With the laden tray, Mark leaves.

Some minutes later the cigar is still unlit.

He lets himself out onto the terrace and stands there, looking down at the surface of the sea, which moves with smooth, heavy movements.

Smooth, heavy movements.

Heavy shapes finding the light and losing it as they move.

Heavy, more than anything.

Heavy.

And he wonders, half-hypnotised by the heavy shapes finding and losing the light: How much does the sea weigh? And then, his logical mind working on the question: What is the volume of the sea? And then: What is its average depth? What is its surface area? Those two facts, he thinks, must be easy to find out — and then you would have the answer, since the volume of water is effectively the same thing as the weight.

He steps inside, out of the wind, and summons Mark.

When the steward appears, he says, ‘Mark, I want you to find out two things for me.’

‘Yes, sir.’

‘What is the average depth of the sea.’

‘Yes, sir,’ Mark says.

‘And what is the surface area.’

‘Of the sea, sir?’

‘Yes.’

‘Anything else, sir?’

‘No.’

‘I’ll find out for you, sir.’

‘Thank you, Mark.’

Alone, he waits impatiently for the numbers, and sitting at the dining-room table, finally he lights the cigar.

A few minutes later there is a little tap on the door.

‘Yes.’

‘I have that information for you, sir,’ Mark says.

‘Yes?’

‘The average depth is three thousand, six hundred and eighty-two metres,’ Mark says.

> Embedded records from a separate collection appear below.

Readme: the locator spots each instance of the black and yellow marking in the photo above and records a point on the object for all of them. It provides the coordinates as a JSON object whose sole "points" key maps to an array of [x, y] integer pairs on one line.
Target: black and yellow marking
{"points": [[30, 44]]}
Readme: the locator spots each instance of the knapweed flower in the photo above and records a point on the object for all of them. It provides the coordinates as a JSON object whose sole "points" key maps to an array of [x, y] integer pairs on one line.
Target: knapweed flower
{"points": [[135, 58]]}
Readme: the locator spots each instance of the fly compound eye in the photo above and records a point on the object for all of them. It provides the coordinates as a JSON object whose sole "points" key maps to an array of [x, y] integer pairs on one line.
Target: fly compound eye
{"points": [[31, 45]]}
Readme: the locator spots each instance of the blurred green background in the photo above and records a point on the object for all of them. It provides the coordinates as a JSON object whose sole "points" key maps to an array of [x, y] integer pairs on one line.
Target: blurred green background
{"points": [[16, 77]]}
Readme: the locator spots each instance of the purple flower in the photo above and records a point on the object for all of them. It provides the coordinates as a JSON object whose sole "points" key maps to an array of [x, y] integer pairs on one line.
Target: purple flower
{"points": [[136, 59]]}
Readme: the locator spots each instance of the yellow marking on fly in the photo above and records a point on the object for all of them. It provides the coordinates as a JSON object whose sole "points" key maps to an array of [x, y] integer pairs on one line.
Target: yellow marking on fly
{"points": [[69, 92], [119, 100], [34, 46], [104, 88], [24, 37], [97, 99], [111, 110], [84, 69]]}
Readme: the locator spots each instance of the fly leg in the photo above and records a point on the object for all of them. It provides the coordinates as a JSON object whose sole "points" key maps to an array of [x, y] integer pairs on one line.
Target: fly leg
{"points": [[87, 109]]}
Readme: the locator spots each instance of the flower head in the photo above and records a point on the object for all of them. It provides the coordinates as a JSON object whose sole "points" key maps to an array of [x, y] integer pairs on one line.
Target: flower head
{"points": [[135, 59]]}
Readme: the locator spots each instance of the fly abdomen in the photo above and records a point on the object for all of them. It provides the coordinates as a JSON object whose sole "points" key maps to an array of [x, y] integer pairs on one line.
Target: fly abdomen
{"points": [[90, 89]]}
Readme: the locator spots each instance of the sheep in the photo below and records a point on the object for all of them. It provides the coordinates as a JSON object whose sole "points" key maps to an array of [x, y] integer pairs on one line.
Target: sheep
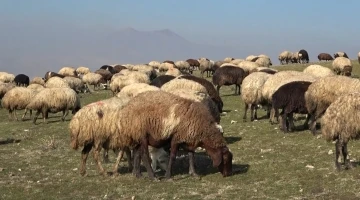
{"points": [[156, 118], [342, 66], [325, 56], [17, 99], [50, 74], [54, 100], [87, 129], [290, 98], [228, 75], [340, 123], [251, 93], [5, 87], [161, 80], [38, 80], [277, 80], [22, 80], [303, 56], [56, 82], [209, 88], [324, 91], [68, 71], [318, 71], [93, 79], [135, 89], [6, 77], [128, 78], [82, 70], [340, 54], [76, 84]]}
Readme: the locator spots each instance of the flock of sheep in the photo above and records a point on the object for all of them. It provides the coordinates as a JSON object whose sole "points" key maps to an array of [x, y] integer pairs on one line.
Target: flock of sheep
{"points": [[161, 106]]}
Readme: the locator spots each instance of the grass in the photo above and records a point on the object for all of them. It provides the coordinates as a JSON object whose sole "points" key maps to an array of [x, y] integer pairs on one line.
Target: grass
{"points": [[36, 162]]}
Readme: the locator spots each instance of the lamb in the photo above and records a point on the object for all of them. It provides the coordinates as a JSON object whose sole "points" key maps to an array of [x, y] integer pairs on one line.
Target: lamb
{"points": [[164, 121], [290, 98], [54, 100], [228, 75], [251, 93], [325, 56], [93, 79], [82, 70], [342, 66], [38, 80], [17, 99], [161, 80], [285, 57], [56, 82], [340, 123], [324, 91], [22, 80], [340, 54], [6, 77], [318, 71], [209, 88], [303, 56], [50, 74], [68, 71]]}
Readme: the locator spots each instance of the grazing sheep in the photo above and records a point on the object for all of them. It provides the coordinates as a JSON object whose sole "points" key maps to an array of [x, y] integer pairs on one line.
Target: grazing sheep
{"points": [[285, 57], [303, 56], [324, 91], [56, 82], [54, 100], [169, 118], [22, 80], [290, 98], [68, 71], [93, 79], [318, 71], [340, 123], [76, 84], [38, 80], [161, 80], [342, 66], [17, 99], [228, 75], [209, 88], [340, 54], [6, 77], [251, 93], [325, 56], [135, 89], [49, 74], [82, 70]]}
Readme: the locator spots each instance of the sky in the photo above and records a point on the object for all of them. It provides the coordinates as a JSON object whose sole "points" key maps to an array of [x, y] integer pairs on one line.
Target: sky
{"points": [[262, 26]]}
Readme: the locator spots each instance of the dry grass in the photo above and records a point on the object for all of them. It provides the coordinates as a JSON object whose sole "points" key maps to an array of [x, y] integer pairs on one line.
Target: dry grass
{"points": [[270, 164]]}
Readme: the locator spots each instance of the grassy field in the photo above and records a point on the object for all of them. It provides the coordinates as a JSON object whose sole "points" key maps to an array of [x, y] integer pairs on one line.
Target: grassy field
{"points": [[38, 163]]}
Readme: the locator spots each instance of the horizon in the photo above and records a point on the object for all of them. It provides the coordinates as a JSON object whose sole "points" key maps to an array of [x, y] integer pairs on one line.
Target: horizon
{"points": [[40, 36]]}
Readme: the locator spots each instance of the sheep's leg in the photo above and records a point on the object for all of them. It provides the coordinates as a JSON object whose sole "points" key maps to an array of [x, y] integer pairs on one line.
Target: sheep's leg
{"points": [[84, 155], [173, 151], [337, 154], [136, 169], [192, 171], [245, 111]]}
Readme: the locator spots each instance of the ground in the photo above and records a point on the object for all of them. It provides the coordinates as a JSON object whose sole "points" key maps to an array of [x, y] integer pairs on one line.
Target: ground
{"points": [[36, 162]]}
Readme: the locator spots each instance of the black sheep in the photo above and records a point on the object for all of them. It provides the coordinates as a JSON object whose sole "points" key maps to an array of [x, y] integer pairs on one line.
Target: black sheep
{"points": [[210, 89], [291, 99], [303, 56], [161, 80], [22, 80], [228, 75]]}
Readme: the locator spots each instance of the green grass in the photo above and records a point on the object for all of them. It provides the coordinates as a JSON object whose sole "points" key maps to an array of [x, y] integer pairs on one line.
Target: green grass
{"points": [[271, 164]]}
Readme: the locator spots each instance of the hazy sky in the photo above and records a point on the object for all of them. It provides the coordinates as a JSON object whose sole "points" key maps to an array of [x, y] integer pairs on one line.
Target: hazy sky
{"points": [[266, 26]]}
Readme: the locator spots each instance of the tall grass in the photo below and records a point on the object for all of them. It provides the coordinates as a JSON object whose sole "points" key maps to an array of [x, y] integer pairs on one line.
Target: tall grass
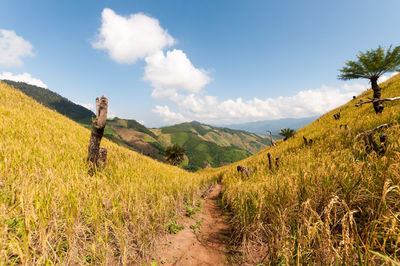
{"points": [[329, 203], [52, 211]]}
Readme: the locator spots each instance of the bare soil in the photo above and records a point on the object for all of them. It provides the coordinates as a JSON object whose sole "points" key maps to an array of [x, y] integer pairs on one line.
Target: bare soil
{"points": [[207, 244]]}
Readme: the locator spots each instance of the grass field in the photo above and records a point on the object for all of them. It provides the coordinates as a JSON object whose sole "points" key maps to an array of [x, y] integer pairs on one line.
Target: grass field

‘So deep…?’ he murmurs, writing it down. ‘Okay…’

‘And the surface area is three hundred and sixty-one million square kilometres.’

‘You’re sure?’

Mark hesitates. He googled the questions. His employer, though, only vaguely knows what Google is and probably thinks that Mark has spent the last few minutes phoning marine experts at the world’s leading universities — people who would be happy to be interrupted in order to help him with his important work.

‘I did double-check, sir,’ Mark says doubtfully.

‘Okay. For now this is okay.’

‘Do you need anything else, sir?’

‘Not now. Thank you.’

‘Yes, sir.’

Mark withdraws.

Excitedly, he is already doing the sums — on paper, as he was taught in a Soviet technical school, long ago.

The surface area is in square kilometres, so the first step is to convert that to square metres, one square kilometre being…being one million square metres…

And then multiply that by the average depth…

There are a lot of zeroes to write.

Which is the volume…

Which is the same as the weight in metric tonnes.

1,329,202,000,000,000,000 tonnes.

One point three million trillion tonnes.

Success!

The weight of the sea.

He throws down the pen, and tugs smoke triumphantly from the cigar. Shoves it out through his nostrils.

Then other questions start to trouble him.